Und am anderen Ende des Halbmonds, den der Hafen von Neapel bildet, besuchten sie Portici, Torre del Greco, Castellamare mit seinen Orangenhainen, das seinen Namen der Festung verdankt, die im Meer von Sorrent zerfällt, dann das Kap Campanella, die Stelle, die der Insel Capri am nächsten ist, doch Capri konnten sie nicht betreten, denn es war vor etwa einem Jahr von den Engländern erobert worden.

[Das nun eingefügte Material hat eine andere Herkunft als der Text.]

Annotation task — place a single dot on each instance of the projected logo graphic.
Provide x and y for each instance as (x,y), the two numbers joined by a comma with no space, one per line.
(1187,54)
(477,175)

Trotz der Gefahr, die es bedeutete, die Wälder von Cava zu durchqueren, um Salerno zu erreichen, konnten die jungen Männer der Verlockung, Paestum zu besuchen, nicht widerstehen, denn auch sie wollten ihre Namen den Denkmälern der griechischen Antike einschreiben, die schon zu Zeiten des Augustus Ruinen waren.

Inmitten der Dornenranken und des wuchernden Unkrauts, die den Zugang zu diesen Wunderwerken des Altertums verwehren, hatte René größte Mühe, eine jener Rosen zu finden, die einst körbeweise nach Neapel geschickt wurden, um dort den Tisch eines Apicius oder Lucullus zu schmücken.

Eine Schlange, von ihren Schritten aufgeschreckt, glitt aus den Dornen hervor, entrollte ihre goldenen Windungen auf den dunklen Steinfliesen eines Tempels und verschwand.

Zweifellos war sie die Schutzgottheit dieses einsamen Ortes.

Auf der Rückkehr machten die Reisenden in Salerno halt, um das Grab Papst Gregors VII. zu besuchen, der zuerst den deutschen Kaiser Heinrich IV. verfolgt hatte und dann von diesem verfolgt worden war und vor seinem Tod angeordnet hatte, dass auf seinem Grabmal die Worte stehen sollten: »Ich liebe die Gerechtigkeit, ich floh die Ungerechtigkeit, und deshalb sterbe ich im Elend und im Exil.«

Zuletzt hieß es aufbrechen und die schöne Stadt Neapel und die Gastfreundschaft des Hauses Saliceti verlassen. Leo und Manhés schworen einander Waffenbruderschaft und ewige Freundschaft und sagten einander Adieu.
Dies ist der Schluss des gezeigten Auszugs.